Meestal wordt hout in twee hoofdgroepen onderscheiden, te weten loofhout (afkomstig van loofbomen (behorend tot de bedektzadigen of angiospermen)), ook wel hardhout genoemd, en naaldhout (afkomstig van naaldbomen (behorend tot de naaktzadigen of gymnospermen)), waarbij kan worden opgemerkt dat in het algemeen naaldhout zachter is dan loofhout. Tot de hoofdgroep van naaldhout behoren ondermeer de volgende houtsoorten: grenen (Pinus silvestris), lariks of lorken (Larix decidua en spp.), douglas (Pseudotsuga menziesii), vuren (P/cea), hemlock (Tsuga spp.), parana pine (Araucaria angustifolia), pin des landes (Pinus pinaster), pitch pine (Pinus spp.).
Een nadelig aspect van de in de handel verkrijgbare constructieve elementen is dat bij toepassing van twee verschillende hoofdgroepen van hout in een zelfde constructief element, bijvoorbeeld een combinatie van (tropisch) hardhout en naaldhout, twee materialen met aanzienlijk verschillende mechanische eigenschappen innig met elkaar worden verbonden.

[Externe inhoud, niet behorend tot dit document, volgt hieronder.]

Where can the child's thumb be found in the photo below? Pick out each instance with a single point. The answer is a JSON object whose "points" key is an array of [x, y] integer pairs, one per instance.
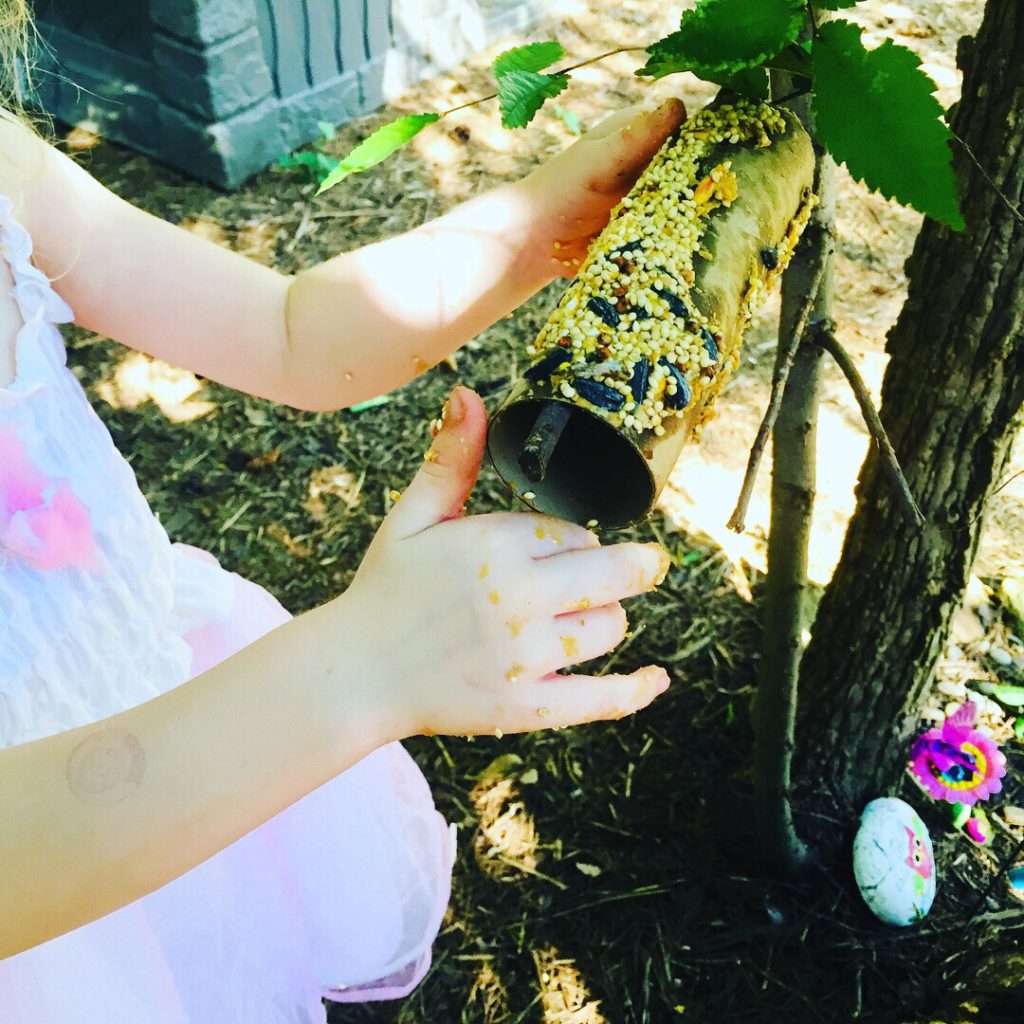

Rond deze verbinding kunnen, wanneer deze verbinding wordt belast, ten gevolge van deze verschillende mechanische eigenschappen, spanningsconcentraties optreden die in uitzonderlijke gevallen breuk tot gevolg hebben. Dit nadelige effect kan bijvoorbeeld optreden als er sprake is van overbelasting. Een nadeel van de aldus in de handel verkrijgbare constructieve elementen is de kwetsbaarheid bij overbelasting. Daardoor neemt de kans op breuk significant toe wat een aanzienlijke beperking oplevert ten aanzien van gebruiksgenot en levensduur. Omdat aan de dimensionering van houten damwandconstructies en beschoeiingen niet altijd een gedegen bodemonderzoek en een goede berekening ten grondslag liggen en omdat ook na bodemonderzoek altijd onzekerheden blijven, is er een faalkans. Het is aldus wenselijk om de eerder genoemde spanningsconcentraties te verlagen waardoor de faalkans wordt verlaagd, resulterend in een toename van het gebruiksgenot, de levensduur en de toepassingsmogelijkheden van constructieve elementen.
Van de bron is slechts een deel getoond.